Appalti

Verifiche «sostanziali» sui requisiti dell'in house

di Stefano Pozzoli

La pronuncia della Cassazione, a Sezioni Riunite, con la sentenza n. 3330/2019 (sul Quotidiano degli enti locali del 20 febbraio), impone oggi una riflessione su quello che debba essere la sostanza e la forma nel caso particolare dell'in house providing ma merita una riflessione forse ancora più generale.

Anzitutto ricordiamo la questione. La Corte dei conti aveva ritenuto che Trambus (oggi Atac) fosse una società in house providing, in quanto interamente del Comune di Roma, aveva in affidamento diretto il servizio di trasporto pubblico locale del Comune e aveva sì previsto nello statuto la possibilità di apertura ai privati, ma questa eventualità non si era mai realizzata. Per la Cassazione, invece, di per sé «la partecipazione pubblica, anche totalitaria, di una società di capitali non radica la giurisdizione della Corte dei conti" e la precisazione che vi sia giurisdizione della Corte dei conti per la responsabilità degli organi sociali per danno solo nelle società in house providing, "nelle quali, in ragione delle loro particolari caratteristiche, la distinzione tra socio pubblico e società non si realizza in termini di alterità soggettiva (Cass., Sez. U., n. 26283 del 2013, cit.)».

Secondo la Cassazione dunque, la verifica della ricorrenza dei requisiti propri dell'in house, deve compiersi con riguardo alle norme e alle previsioni statutarie vigenti alla data del fatto illecito. Nel caso di specie, pertanto, «la Direttiva 2014/24/UE del Parlamento europeo e del Consiglio, che ha modificato sensibilmente i suddetti requisiti, non può essere applicata, al fine di affermare la giurisdizione contabile, nei casi in cui i fatti generatori del presunto danno erariale si siano svolti, non solo prima della sua pubblicazione nella G.U. dell'Unione europea (24 marzo 2014), ma anche prima del suo recepimento in Italia, trattandosi di direttiva non immediatamente esecutiva, ma da attuarsi entro il termine di recepimento dalla stessa previsto (18 aprile 2016), rispettato dallo Stato italiano con l'adozione del d.lgs. n. 50 del 2016 (Cass., Sez. U., 28/6/2018, n. 17188)».

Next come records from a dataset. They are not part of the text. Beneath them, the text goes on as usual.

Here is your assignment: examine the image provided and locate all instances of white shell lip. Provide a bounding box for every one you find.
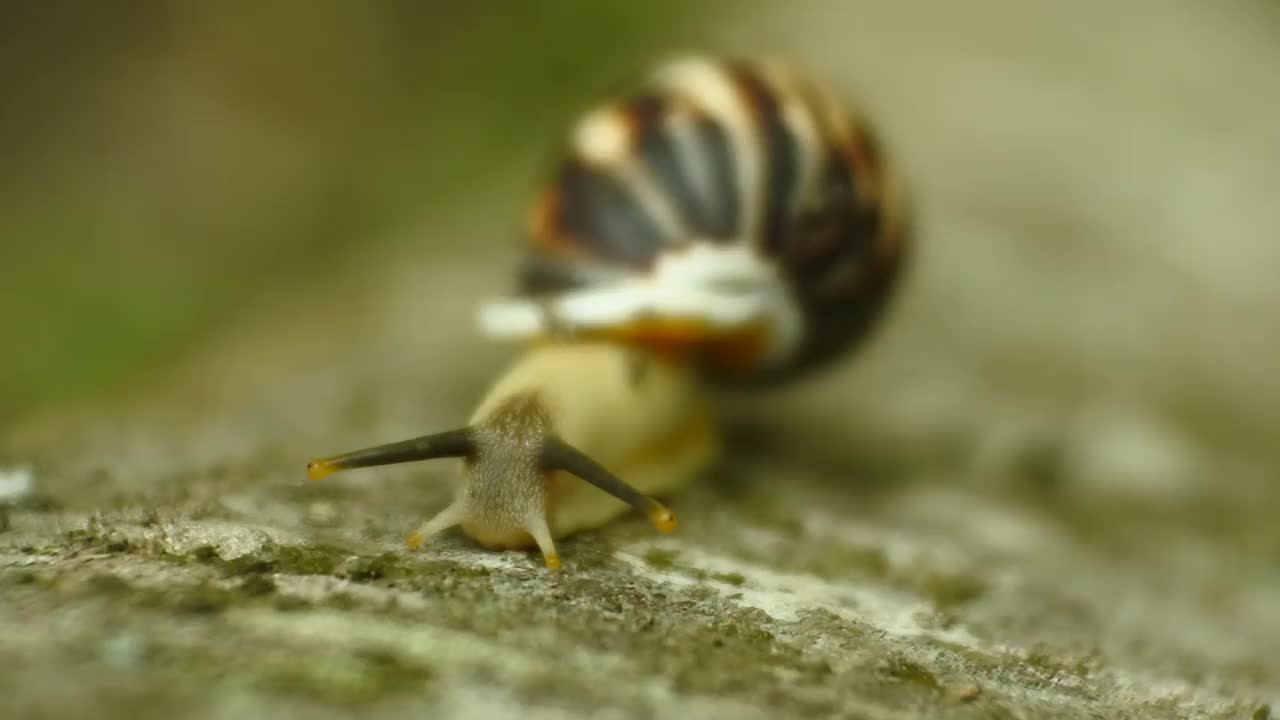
[479,241,803,365]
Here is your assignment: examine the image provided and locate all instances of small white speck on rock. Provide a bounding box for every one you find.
[302,501,338,528]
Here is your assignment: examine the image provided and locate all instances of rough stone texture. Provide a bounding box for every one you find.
[0,0,1280,719]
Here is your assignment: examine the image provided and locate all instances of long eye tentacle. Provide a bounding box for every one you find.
[307,428,476,480]
[543,438,676,533]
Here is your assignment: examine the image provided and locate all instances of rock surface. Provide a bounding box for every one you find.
[0,1,1280,720]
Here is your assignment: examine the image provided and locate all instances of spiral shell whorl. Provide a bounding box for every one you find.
[486,58,909,382]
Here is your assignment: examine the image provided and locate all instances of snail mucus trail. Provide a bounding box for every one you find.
[308,58,910,569]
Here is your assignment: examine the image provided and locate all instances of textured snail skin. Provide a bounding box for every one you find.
[445,342,717,556]
[308,58,913,569]
[308,341,719,569]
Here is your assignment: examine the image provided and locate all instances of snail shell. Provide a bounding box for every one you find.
[307,59,909,569]
[480,58,909,383]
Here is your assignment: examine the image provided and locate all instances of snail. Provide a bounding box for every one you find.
[307,56,910,570]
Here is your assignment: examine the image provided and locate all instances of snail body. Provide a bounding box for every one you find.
[308,58,908,569]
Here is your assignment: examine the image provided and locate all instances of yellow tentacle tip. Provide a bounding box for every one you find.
[649,500,676,533]
[307,460,337,480]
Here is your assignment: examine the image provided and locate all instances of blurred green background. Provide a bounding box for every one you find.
[0,0,716,428]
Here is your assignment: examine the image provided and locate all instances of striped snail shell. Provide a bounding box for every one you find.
[480,58,909,383]
[307,59,908,569]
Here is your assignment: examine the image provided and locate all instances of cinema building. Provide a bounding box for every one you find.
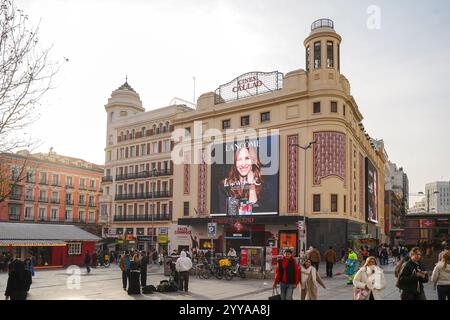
[171,19,387,252]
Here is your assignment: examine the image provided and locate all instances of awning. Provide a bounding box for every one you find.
[0,239,66,247]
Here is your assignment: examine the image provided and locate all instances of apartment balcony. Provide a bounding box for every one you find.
[8,214,20,221]
[115,191,172,201]
[113,213,172,222]
[39,198,48,203]
[102,176,113,182]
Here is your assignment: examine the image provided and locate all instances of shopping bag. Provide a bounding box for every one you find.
[269,287,281,300]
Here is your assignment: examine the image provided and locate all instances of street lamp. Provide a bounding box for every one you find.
[291,140,316,257]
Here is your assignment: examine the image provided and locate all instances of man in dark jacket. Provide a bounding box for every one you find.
[398,247,429,300]
[84,250,91,273]
[5,254,28,300]
[273,249,300,300]
[140,251,149,287]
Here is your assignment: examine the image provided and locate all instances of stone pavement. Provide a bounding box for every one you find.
[0,263,437,300]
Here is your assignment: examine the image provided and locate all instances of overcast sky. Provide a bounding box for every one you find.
[16,0,450,205]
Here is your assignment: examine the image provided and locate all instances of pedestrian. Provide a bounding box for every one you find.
[397,247,428,300]
[140,251,149,287]
[431,251,450,301]
[119,251,131,290]
[273,249,300,300]
[306,246,320,271]
[345,249,358,285]
[299,259,326,300]
[353,257,386,300]
[5,254,29,300]
[324,246,337,278]
[175,250,192,292]
[128,253,141,294]
[84,250,91,274]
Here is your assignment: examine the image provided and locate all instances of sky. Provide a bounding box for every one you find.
[16,0,450,202]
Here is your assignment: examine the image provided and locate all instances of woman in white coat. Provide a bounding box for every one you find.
[353,257,386,300]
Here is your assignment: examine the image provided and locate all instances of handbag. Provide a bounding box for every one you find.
[269,288,281,300]
[353,288,370,300]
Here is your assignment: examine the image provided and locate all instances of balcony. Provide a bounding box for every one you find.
[115,191,172,200]
[9,193,21,201]
[114,213,172,222]
[39,197,48,203]
[102,176,112,182]
[116,169,173,181]
[8,213,20,221]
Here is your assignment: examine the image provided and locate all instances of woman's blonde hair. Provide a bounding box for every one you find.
[441,251,450,269]
[363,256,378,268]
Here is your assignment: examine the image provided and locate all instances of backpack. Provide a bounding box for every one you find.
[142,285,156,294]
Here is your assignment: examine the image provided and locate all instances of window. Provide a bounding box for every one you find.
[67,242,81,256]
[222,119,231,130]
[313,102,320,113]
[50,208,58,221]
[306,46,311,71]
[241,116,250,127]
[331,101,337,113]
[25,207,33,220]
[331,194,337,212]
[183,201,189,217]
[313,194,320,212]
[261,112,270,122]
[327,41,334,68]
[314,41,322,69]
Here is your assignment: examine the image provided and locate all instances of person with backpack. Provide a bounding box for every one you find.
[175,250,192,292]
[431,251,450,301]
[273,249,300,300]
[353,257,386,300]
[119,250,131,291]
[397,247,429,300]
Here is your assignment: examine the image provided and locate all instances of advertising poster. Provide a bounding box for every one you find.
[366,158,378,223]
[211,135,279,216]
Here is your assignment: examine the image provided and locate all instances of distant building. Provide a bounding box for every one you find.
[0,149,103,234]
[425,181,450,214]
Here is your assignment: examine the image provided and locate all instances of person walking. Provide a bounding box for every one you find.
[273,249,300,300]
[345,249,358,285]
[324,246,337,278]
[5,254,29,300]
[431,251,450,301]
[84,250,91,274]
[306,246,320,271]
[397,247,429,300]
[119,251,131,290]
[175,250,192,292]
[140,251,149,287]
[353,256,386,300]
[128,252,141,294]
[299,259,326,300]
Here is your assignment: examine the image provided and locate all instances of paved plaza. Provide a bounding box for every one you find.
[0,263,437,300]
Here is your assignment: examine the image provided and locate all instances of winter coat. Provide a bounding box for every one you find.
[353,266,386,300]
[431,262,450,286]
[175,251,192,272]
[398,260,428,294]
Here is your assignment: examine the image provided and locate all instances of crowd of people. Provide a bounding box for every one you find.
[273,245,450,300]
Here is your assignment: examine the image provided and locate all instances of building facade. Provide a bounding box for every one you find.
[173,19,387,253]
[0,150,103,234]
[101,82,191,251]
[425,181,450,214]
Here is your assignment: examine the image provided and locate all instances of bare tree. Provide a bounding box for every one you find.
[0,0,59,202]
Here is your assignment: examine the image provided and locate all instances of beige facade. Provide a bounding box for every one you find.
[174,19,387,255]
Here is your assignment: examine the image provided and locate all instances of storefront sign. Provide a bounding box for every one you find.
[215,71,283,104]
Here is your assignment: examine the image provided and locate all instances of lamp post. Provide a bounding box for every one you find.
[292,140,316,257]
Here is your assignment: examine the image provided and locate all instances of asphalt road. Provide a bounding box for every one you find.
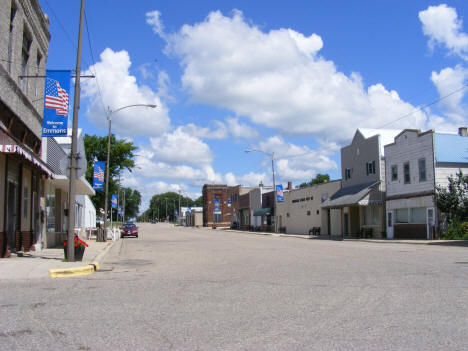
[0,224,468,350]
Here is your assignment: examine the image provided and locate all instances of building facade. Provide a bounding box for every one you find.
[322,129,400,238]
[385,128,468,239]
[0,0,52,257]
[203,184,234,227]
[277,180,341,235]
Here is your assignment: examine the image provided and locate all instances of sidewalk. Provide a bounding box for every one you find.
[220,228,468,246]
[0,239,119,281]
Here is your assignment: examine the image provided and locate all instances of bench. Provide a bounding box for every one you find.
[361,228,372,238]
[309,227,320,236]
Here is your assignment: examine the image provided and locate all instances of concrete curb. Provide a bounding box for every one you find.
[223,229,468,246]
[49,240,117,278]
[49,262,99,278]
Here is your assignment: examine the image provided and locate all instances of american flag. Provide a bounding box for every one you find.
[94,167,104,182]
[45,78,68,116]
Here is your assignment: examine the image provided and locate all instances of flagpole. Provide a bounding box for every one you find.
[67,0,85,262]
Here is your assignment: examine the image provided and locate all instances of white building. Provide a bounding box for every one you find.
[385,128,468,239]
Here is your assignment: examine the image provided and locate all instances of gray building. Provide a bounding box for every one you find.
[0,0,52,257]
[322,129,400,238]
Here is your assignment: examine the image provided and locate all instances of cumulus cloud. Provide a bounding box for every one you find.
[149,11,426,142]
[431,65,468,123]
[259,136,338,182]
[150,128,213,164]
[178,117,259,139]
[146,10,164,37]
[82,48,170,136]
[419,4,468,60]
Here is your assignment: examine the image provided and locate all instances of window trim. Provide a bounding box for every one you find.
[403,161,411,184]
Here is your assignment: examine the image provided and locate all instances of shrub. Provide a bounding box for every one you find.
[442,221,468,240]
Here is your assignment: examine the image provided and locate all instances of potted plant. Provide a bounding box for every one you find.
[63,235,88,261]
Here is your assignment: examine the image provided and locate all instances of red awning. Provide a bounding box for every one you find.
[0,144,54,178]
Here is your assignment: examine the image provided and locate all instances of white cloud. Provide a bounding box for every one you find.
[177,120,229,139]
[150,128,213,165]
[431,65,468,124]
[178,117,259,139]
[146,10,164,37]
[226,117,258,139]
[154,11,426,141]
[82,48,170,136]
[419,4,468,60]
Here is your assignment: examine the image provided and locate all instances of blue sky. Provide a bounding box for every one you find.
[40,0,468,209]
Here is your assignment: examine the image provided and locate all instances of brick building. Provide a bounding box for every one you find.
[203,184,235,227]
[0,0,52,257]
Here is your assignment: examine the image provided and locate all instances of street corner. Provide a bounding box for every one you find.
[49,262,99,278]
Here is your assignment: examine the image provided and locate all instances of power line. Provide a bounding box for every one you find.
[277,85,468,160]
[85,11,106,111]
[44,0,89,66]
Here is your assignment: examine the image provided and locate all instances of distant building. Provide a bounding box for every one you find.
[277,180,341,235]
[0,0,52,257]
[385,128,468,239]
[322,129,401,238]
[203,184,234,227]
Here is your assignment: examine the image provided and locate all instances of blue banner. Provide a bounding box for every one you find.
[42,70,71,137]
[276,184,284,202]
[111,194,117,208]
[93,161,106,190]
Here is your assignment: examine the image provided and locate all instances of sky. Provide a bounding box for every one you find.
[40,0,468,210]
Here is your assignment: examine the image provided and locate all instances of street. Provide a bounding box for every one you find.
[0,223,468,350]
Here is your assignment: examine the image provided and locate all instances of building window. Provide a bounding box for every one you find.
[410,207,426,224]
[46,189,55,232]
[366,161,375,175]
[362,206,379,225]
[213,213,222,223]
[34,51,42,98]
[392,165,398,181]
[23,187,29,218]
[395,208,408,223]
[20,28,32,92]
[345,168,351,180]
[418,158,427,182]
[403,162,411,184]
[8,1,16,73]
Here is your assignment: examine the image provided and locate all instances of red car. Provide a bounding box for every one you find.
[120,223,138,238]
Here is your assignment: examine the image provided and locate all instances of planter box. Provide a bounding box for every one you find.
[63,246,85,261]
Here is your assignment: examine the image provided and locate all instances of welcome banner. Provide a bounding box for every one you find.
[93,161,106,190]
[42,70,71,137]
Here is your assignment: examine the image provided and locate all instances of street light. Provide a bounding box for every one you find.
[245,149,278,233]
[98,104,156,241]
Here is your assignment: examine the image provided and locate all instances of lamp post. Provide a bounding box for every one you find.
[98,104,156,241]
[245,149,278,233]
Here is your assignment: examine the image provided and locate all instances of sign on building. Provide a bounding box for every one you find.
[42,70,71,137]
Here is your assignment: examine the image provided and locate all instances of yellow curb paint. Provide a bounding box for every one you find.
[49,263,98,278]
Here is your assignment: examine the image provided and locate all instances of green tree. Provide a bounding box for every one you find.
[144,191,203,221]
[299,173,330,189]
[436,171,468,224]
[83,134,137,211]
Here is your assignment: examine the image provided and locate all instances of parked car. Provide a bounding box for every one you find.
[120,223,138,238]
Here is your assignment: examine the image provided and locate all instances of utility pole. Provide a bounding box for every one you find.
[67,0,85,262]
[122,188,126,222]
[177,190,180,224]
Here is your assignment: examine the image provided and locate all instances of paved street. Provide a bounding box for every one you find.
[0,224,468,350]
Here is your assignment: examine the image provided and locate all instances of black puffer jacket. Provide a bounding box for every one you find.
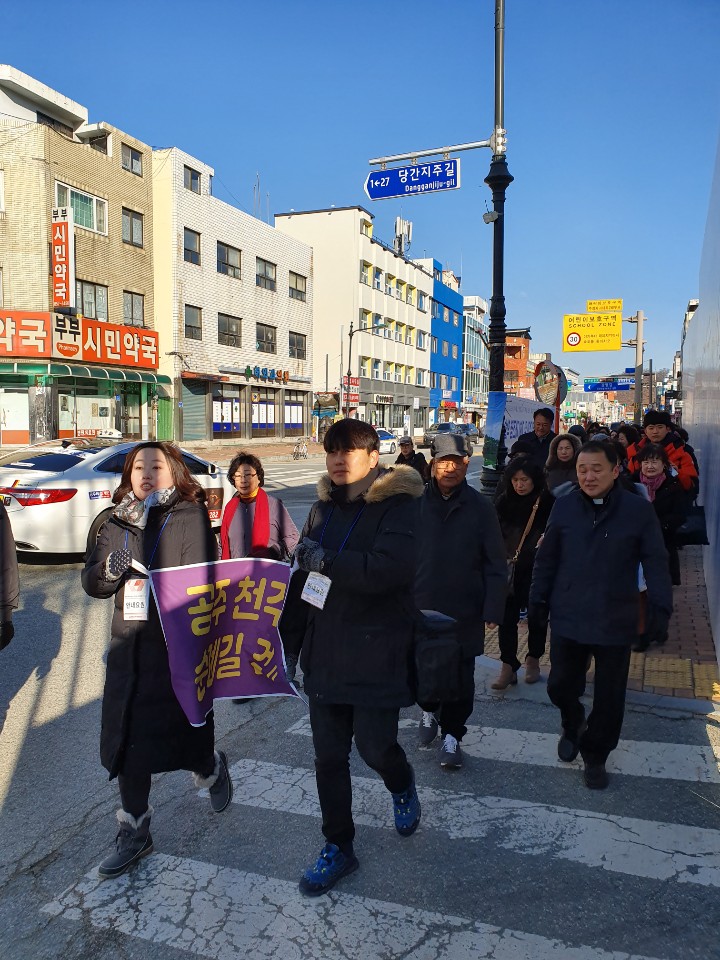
[495,483,555,607]
[415,480,507,657]
[280,466,423,707]
[82,497,217,779]
[530,483,672,646]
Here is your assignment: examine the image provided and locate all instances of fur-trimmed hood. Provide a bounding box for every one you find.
[317,464,425,503]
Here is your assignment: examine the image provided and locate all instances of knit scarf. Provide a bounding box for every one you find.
[640,473,665,503]
[220,487,270,560]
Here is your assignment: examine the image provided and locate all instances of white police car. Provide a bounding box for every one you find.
[0,437,234,553]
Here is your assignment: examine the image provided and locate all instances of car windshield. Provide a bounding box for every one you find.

Su queste considerazioni generali è difficile non essere d'accordo.
Il dissenso che ci sentiamo di esprimere, però, riguarda l'approccio con cui si va a verificare l'esistenza o meno dei requisiti dell'in house providing, viste le conseguenze che questo può avere in concreto. Avrebbe senso, ribaltando la situazione, parlare di in house, a fronte di uno statuto formalmente perfetto, anche nel caso di una società che abbia soci privati (perché magari una società partecipante un tempo pubblica è stata dismessa e ha mantenuto la partecipazione), non venga in alcun modo esercitato il controllo analogo dovuto e che abbia un fatturato sensibilmente influenzato da attività commerciali neppure statutariamente previste? Senza un vaglio dei contenuti sostanziali e non solo formali dell'inquadramento delle società diventa, in sostanza, fin troppo facile far rientrare od escludere, per comodità magari contingenti, una azienda dalla giurisdizione della Corte dei Conti o da altri effetti normativi.
Con un approccio formale, invece, il rischio, è di fare prevalere i comportamenti opportunistici. In certi casi, ad esempio, può essere ritenuto vantaggiosa presenza di della giurisdizione contabile, perché di fatto concentra la sua azione su amministratori e dipendenti della azienda, e non sui soci; in altri quella civilistica, perché al contrario rende più difficile l'azione risarcitoria sugli amministratori societari.
Dalle future elaborazioni giurisprudenziali e, se del caso, dai prossimi interventi legislativi, ci aspettiamo invece un insieme di regole che responsabilizzi, in concreto, tutti a svolgere con correttezza il proprio ruolo.